« Pêcheur de la mer Intérieure » d’Ursula K. Le Guin
Ce recueil de nouvelles, qui se place avant L’anniversaire du monde, se compose des textes suivants :
Première rencontre avec les Gorgonides : un homme d’affaires blanc outrecuidant agace ceux qu’il prend pour des « indigènes » une fois de trop.
Le sommeil de Newton : la Terre devenant de plus en plus difficile à vivre, un groupe de WASP riches émigrent dans la station spatiale States. Mais ont-ils vraiment quitté la Terre ? Est-il possible de la quitter ?
L’ascension de la face Nord : impossible de parler de ce texte relatant une tentative de prouesse d’escalade sans le déflorer totalement.
La première pierre : de la première pierre de réfection d’une terrasse, qui s’avère être colorée, à la première pierre lancée dans la fenêtre du chanoine, les prémices d’une révolution.
Le Kerastion : un sculpteur dont les œuvres ne peuvent être qu’éphémères enfreint la loi, et se tue quand ses sculptures transgressives sont détruites.
L’Histoire des Shobies : nommés ainsi d’après le vaisseau expérimental Shoby, premier vol habité équipé du churten, l’équipage vient de différentes planètes de l’Ekumen.
La danse de Ganam : doué et peut-être plus charismatique qu’il n’est tolérable de l’être pour son propre bien, Dalzul ne peut interpréter que d’une façon l’accueil des indigènes de Ganam.
Pêcheur de la mer Intérieure est le nom donné à l’histoire préférée de Hideo enfant, celle d’un pêcheur tombé amoureux de la fille du Roi des Mers, et qui la suit dans son royaume, avec les mêmes conséquences que pour Semlé, par exemple. Cette nouvelle, qui se déroule principalement sur la planète O, permet à Le Guin de revenir sur les curieuses coutumes matrimoniales qui y sont en vigueur.
On pourrait répartir ces textes en trois groupes : d’une part, les textes simplement drôles, comme Première rencontre avec les Gorgonides et L’Ascension de la face Nord.

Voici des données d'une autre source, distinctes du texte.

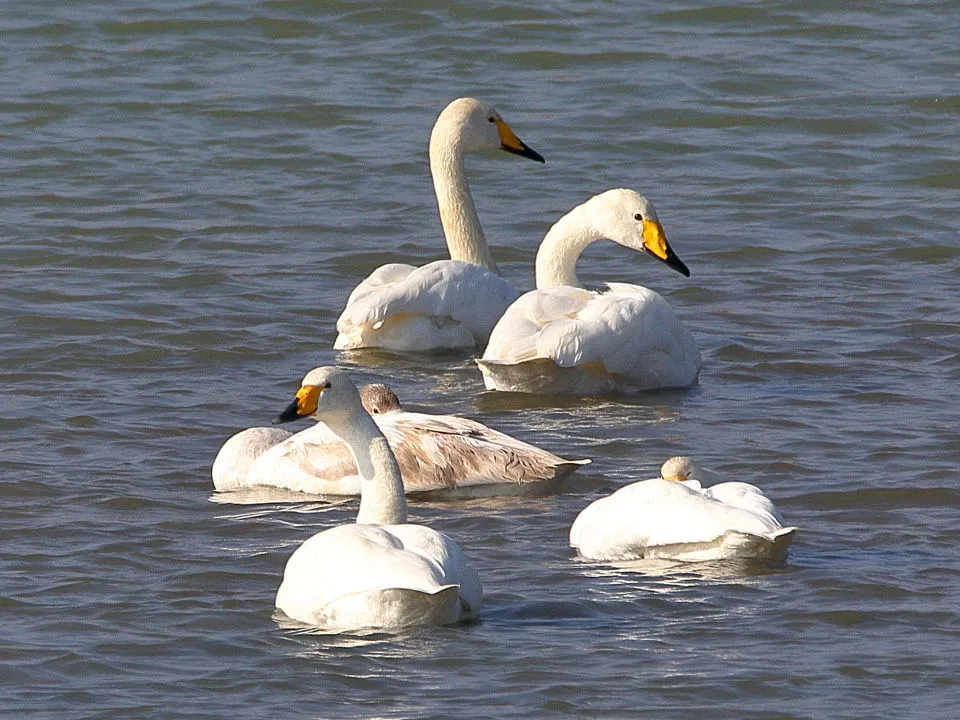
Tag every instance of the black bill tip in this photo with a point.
(525, 151)
(288, 415)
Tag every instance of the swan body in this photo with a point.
(436, 453)
(562, 338)
(674, 517)
(381, 572)
(239, 452)
(448, 303)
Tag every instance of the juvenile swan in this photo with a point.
(447, 303)
(674, 517)
(239, 454)
(436, 453)
(561, 338)
(381, 572)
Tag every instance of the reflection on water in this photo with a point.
(673, 574)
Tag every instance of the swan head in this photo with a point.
(629, 219)
(326, 393)
(378, 399)
(680, 469)
(475, 126)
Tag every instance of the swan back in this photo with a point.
(378, 399)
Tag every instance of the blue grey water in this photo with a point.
(188, 192)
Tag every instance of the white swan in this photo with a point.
(561, 338)
(238, 454)
(674, 517)
(451, 455)
(381, 572)
(447, 303)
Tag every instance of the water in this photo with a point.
(191, 189)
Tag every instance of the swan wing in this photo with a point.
(312, 461)
(437, 452)
(238, 454)
(371, 576)
(629, 331)
(655, 513)
(446, 303)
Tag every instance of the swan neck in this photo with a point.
(458, 215)
(382, 500)
(560, 250)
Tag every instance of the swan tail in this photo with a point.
(393, 608)
(771, 547)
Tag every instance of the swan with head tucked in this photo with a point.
(674, 517)
(448, 303)
(381, 572)
(438, 454)
(561, 338)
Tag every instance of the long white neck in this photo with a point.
(382, 501)
(562, 247)
(458, 215)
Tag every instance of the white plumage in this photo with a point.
(381, 572)
(447, 303)
(679, 519)
(561, 338)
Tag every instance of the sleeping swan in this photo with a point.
(453, 455)
(561, 338)
(448, 303)
(381, 572)
(674, 517)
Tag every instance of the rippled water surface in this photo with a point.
(189, 192)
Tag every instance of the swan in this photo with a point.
(436, 453)
(674, 517)
(561, 338)
(381, 572)
(448, 303)
(238, 454)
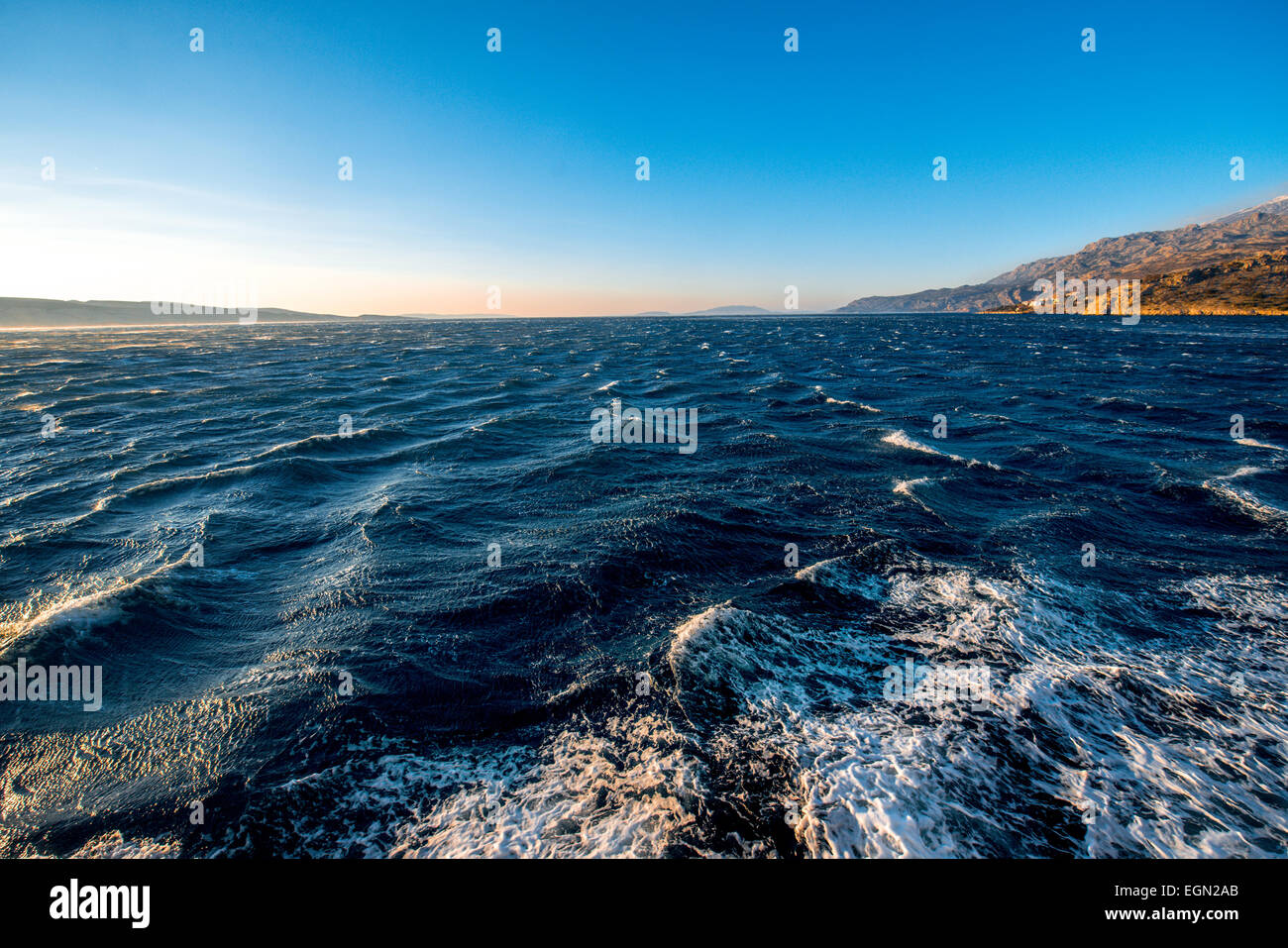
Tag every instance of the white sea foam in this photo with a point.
(900, 438)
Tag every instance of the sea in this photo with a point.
(909, 586)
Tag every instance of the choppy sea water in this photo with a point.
(648, 672)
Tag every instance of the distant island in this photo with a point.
(1236, 264)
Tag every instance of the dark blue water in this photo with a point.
(648, 672)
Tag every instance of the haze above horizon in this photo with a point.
(516, 168)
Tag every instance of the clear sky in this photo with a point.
(518, 168)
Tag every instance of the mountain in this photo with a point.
(1233, 264)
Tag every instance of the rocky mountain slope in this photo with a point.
(1234, 264)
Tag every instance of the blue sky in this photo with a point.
(516, 168)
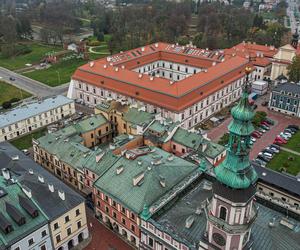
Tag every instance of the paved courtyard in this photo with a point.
(281, 120)
(103, 238)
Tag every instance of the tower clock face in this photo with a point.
(219, 239)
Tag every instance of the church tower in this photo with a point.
(231, 211)
(295, 39)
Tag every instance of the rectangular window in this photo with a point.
(30, 242)
(67, 219)
(58, 239)
(44, 233)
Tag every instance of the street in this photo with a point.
(31, 86)
(281, 121)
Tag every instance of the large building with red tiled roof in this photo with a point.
(183, 83)
(261, 57)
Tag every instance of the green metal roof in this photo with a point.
(158, 179)
(13, 191)
(236, 171)
(90, 123)
(138, 117)
(106, 160)
(188, 139)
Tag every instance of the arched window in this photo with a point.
(223, 213)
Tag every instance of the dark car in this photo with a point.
(265, 159)
(275, 146)
(293, 126)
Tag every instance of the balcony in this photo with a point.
(237, 228)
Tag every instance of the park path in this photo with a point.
(32, 86)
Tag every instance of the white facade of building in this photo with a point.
(93, 95)
(38, 240)
(34, 115)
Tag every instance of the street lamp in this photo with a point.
(58, 76)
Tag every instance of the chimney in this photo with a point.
(51, 187)
(6, 174)
(41, 179)
(61, 195)
(27, 191)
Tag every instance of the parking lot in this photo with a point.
(281, 122)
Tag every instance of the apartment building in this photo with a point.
(64, 152)
(34, 115)
(182, 83)
(63, 207)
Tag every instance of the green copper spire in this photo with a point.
(145, 215)
(236, 171)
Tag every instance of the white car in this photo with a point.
(284, 136)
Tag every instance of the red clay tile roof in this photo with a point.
(115, 74)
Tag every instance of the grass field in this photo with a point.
(57, 74)
(294, 142)
(8, 92)
(37, 53)
(25, 141)
(282, 160)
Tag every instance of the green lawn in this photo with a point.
(281, 160)
(37, 53)
(8, 92)
(57, 74)
(294, 142)
(25, 141)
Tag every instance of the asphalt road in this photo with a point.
(31, 86)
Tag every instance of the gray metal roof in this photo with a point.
(31, 109)
(285, 182)
(173, 222)
(292, 88)
(52, 205)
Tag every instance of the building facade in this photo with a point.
(34, 115)
(285, 98)
(188, 92)
(63, 208)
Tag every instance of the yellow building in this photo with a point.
(281, 60)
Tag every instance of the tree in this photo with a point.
(294, 70)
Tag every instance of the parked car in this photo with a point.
(293, 126)
(288, 134)
(270, 121)
(284, 136)
(263, 158)
(265, 127)
(280, 139)
(260, 162)
(265, 123)
(292, 129)
(287, 130)
(275, 150)
(262, 130)
(268, 151)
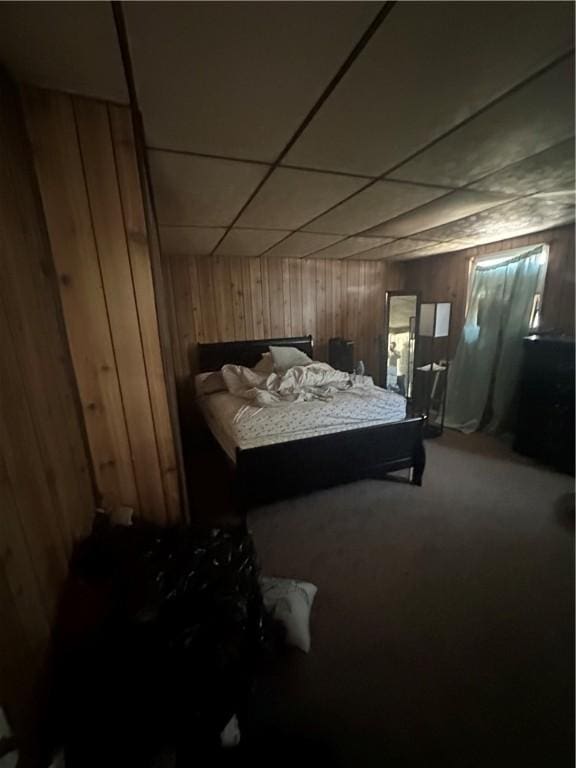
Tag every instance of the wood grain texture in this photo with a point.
(46, 490)
(228, 298)
(88, 174)
(445, 278)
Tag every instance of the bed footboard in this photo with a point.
(279, 471)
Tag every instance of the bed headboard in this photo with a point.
(211, 357)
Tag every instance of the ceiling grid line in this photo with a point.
(370, 31)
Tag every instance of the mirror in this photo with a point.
(402, 320)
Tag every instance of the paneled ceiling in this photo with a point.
(342, 130)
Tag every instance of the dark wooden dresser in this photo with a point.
(545, 428)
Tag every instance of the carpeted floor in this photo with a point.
(443, 626)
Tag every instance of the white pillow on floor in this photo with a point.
(290, 602)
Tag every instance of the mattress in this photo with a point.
(235, 424)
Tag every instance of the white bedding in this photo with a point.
(236, 422)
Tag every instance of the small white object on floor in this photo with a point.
(230, 736)
(290, 602)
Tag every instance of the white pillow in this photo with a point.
(265, 364)
(208, 383)
(287, 357)
(290, 602)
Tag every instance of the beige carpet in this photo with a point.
(443, 625)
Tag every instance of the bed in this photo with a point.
(319, 450)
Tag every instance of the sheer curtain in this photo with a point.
(483, 376)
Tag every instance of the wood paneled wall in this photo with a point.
(227, 298)
(46, 492)
(89, 181)
(445, 278)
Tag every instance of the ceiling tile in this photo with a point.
(432, 249)
(377, 203)
(248, 242)
(290, 198)
(199, 190)
(429, 66)
(510, 220)
(453, 206)
(393, 249)
(533, 118)
(300, 244)
(347, 247)
(548, 171)
(69, 47)
(189, 241)
(236, 78)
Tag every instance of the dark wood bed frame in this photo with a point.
(273, 472)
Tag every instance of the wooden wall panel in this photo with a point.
(86, 165)
(46, 491)
(226, 298)
(445, 278)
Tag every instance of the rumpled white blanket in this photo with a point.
(317, 381)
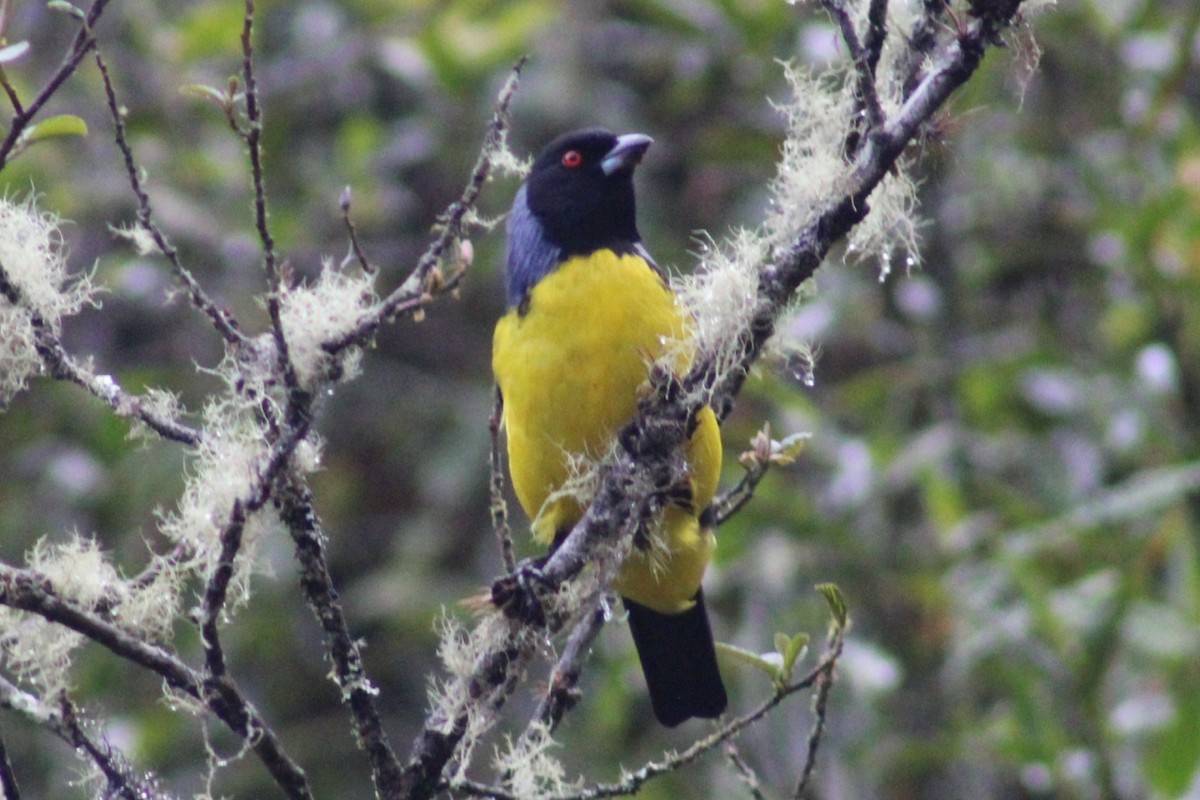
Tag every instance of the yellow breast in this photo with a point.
(570, 370)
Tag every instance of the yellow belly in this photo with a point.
(570, 370)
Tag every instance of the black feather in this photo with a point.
(563, 211)
(679, 662)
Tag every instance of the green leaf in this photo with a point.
(1174, 755)
(55, 126)
(13, 52)
(791, 648)
(65, 7)
(769, 662)
(835, 600)
(205, 92)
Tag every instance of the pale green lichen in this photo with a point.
(33, 259)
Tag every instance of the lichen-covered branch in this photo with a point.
(27, 590)
(418, 289)
(634, 781)
(25, 113)
(349, 673)
(59, 364)
(222, 320)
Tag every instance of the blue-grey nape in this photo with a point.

D’autre part ceux qui fréquentent à nouveau des problématiques auxquelles Le Guin a habitué ses lecteurs, tels que Le sommeil de Newton (le lien intime, corporel, entre la planète et ses habitants), La première pierre (la société rigidement hiérarchisée, et un individu des « classes inférieures » prenant conscience de ses particularités) et Le Kerastion (le deuil, le poids des traditions sur l’artiste, et la façon dont il ne peut que les transgresser, quoi qu’il doive lui en coûter), qui évoque un peu, de loin, La question de Seggri (in L’anniversaire du monde) et, surtout, Les Dépossédés.
Enfin les nouvelles du churten, les trois dernières du recueil et les seules qui se déroulent dans l’espace « ékuménique ». En développant la « théorie du churten », équivalent pour les êtres pensants de ce qu’est l’ansible pour les communications, et donnant donc accès à la transilience, soit la translocation instantanée « en un rien de temps », l’auteure nous donne à réfléchir sur l’expérience et son vécu. Ce qui y est particulièrement intéressant, à mon sens, c’est qu’elle prend le contre-pied de la position communément adoptée de nos jours, qui est que l’expérience compte moins que le vécu de l’être qui la fait. Avec le churten, il ne se passe rien que les humains soient capables de sentir, et ils ont de ce fait même du mal à percevoir les conséquences… « puisqu’il ne s’est rien passé ». Et pourtant, il s’est clairement passé quelque chose, puisque l’harmonie est rompue (La danse de Ganam) et ne peut être re-découverte que par la re-création par le mot, l’Histoire commune constituée des histoires individuelles, de ce qu’il est advenu (L’Histoire des Shobies). Quant à Pêcheur de la mer Intérieure, elle ouvre sur l’idée que le churten envoie l’humain là où le porte le souhait véritable de son cœur. D’une certaine façon, toutes ces caractéristiques renvoient à la magie, et donc au genre de la fantasy, sauf qu’il s’agit d’une théorie hautement physique (du moins la physique largement « méta-physique » des Cétiens, ainsi que les humains désignent les habitants d’Urras et Anarres, planètes où se déroule Les Dépossédés), et que chaque nouvelle tourne autour des expériences qui sont faites pour utiliser cette théorie.
Impossible de terminer cette chronique sans dire un mot de l’excellente préface de l’auteure, qui parle de la Science-Fiction en général, avec tout l’amour qu’elle porte à ce genre, qu’elle-même illustre depuis tant d’années, et des nouvelles mêmes de ce recueil.